The Sunday Telegraph today carries a story about business success coming from a word-of-mouth campaign carried out on blogs.
Stormhoek, the South African winery that Hugh Macleod help blog its way to becoming one of the first global microbrands (Mr Macleod’s phrase) gets a lovely write-up under the headline "A very fruity sauvignon blog".
The article goes on to mention a "risky" blogging exercise carried out by Cadbury Schweppes that encouraged graduate trainees to write about working at the company.
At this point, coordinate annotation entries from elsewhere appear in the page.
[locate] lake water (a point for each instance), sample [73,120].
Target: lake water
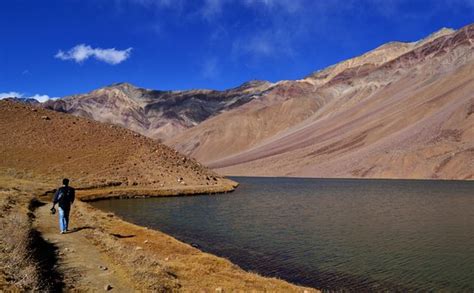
[328,233]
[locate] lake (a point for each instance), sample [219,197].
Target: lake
[328,233]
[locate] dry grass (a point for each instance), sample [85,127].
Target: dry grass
[158,262]
[20,267]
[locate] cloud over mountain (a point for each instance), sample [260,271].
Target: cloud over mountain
[82,52]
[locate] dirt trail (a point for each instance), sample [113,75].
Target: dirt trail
[80,262]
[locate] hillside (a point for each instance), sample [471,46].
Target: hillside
[402,110]
[156,114]
[38,148]
[55,145]
[407,115]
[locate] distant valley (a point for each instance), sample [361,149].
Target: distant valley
[402,110]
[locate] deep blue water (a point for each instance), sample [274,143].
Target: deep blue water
[329,233]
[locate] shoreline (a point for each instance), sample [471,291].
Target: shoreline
[239,278]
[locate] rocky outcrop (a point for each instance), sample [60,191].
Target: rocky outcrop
[156,114]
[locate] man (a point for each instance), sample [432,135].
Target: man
[64,197]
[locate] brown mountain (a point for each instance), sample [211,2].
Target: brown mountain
[402,110]
[49,145]
[156,114]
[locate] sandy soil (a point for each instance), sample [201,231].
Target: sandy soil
[82,264]
[39,147]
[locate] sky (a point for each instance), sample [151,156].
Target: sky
[55,48]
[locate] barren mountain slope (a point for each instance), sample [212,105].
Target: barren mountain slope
[407,117]
[156,114]
[55,145]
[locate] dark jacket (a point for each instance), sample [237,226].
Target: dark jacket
[64,196]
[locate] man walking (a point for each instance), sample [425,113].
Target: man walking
[64,197]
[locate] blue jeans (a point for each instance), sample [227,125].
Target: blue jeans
[63,219]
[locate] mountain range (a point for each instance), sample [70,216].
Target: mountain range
[402,110]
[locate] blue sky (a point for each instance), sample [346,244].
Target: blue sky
[57,48]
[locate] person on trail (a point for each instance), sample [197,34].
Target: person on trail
[64,197]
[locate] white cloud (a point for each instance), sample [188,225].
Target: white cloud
[39,98]
[10,95]
[82,52]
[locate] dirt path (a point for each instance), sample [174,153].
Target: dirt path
[83,265]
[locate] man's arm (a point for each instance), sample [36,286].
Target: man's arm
[73,194]
[56,197]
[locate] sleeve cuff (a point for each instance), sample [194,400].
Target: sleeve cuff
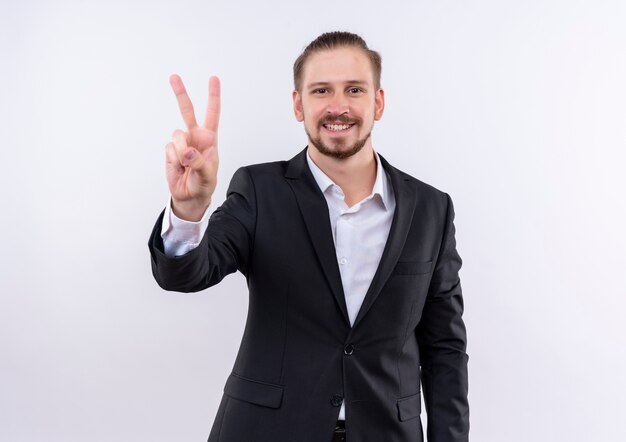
[180,236]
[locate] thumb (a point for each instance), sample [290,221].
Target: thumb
[193,159]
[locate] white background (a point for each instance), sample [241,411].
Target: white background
[515,108]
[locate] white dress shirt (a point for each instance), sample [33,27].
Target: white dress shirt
[360,233]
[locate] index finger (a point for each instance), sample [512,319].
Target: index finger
[184,103]
[212,117]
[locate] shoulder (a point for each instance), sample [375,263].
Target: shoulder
[421,187]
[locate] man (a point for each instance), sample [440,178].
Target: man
[351,266]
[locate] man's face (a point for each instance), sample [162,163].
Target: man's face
[338,101]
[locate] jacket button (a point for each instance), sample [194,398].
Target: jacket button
[336,400]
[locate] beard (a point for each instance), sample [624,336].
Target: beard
[339,150]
There are two interesting things about the article. First, the Sunday Telegraph business section is not given to frothy hype about new trends, and so it stresses hard business benefits (Stormhoek now has 20% of South African wine sales over £5 in the UK and sales have doubled over the past year). Second, it concludes by questioning the sustainability of the campaign, i.e. "keeping bloggers interested in it".
It’s a fair point – this is one of the first campaigns of its kind. No one knows how it will develop , least of all the guys at Stormhoek:
"I don’t know where the dialogue will go next," [owner Nick Dymoke-Marr] says. "The thing is
that you can’t control the message. You just wind it up and let it go."
It’s that willingness to embrace risk and relinquish the illusion of control over a message that has allowed them to be successful, for sure. This is one of the biggest challenges for more established brands wanting to connect with social media.
I liked Richard Edelman’s point when discussing his company’s Trust Barometer 2006: [I paraphrase] you think you are minimising risk by not engaging with blogging, but you’re not – you’re maximising risk by being absent from the conversations your customers are having about you.
(Note the first thing Stormhoek does with their mainstream media coverage is blog about it. Amplify that coverage, guys – smooth moves. Hope you’re now emailing the link to your blog and the article to anyone you think might not see it.)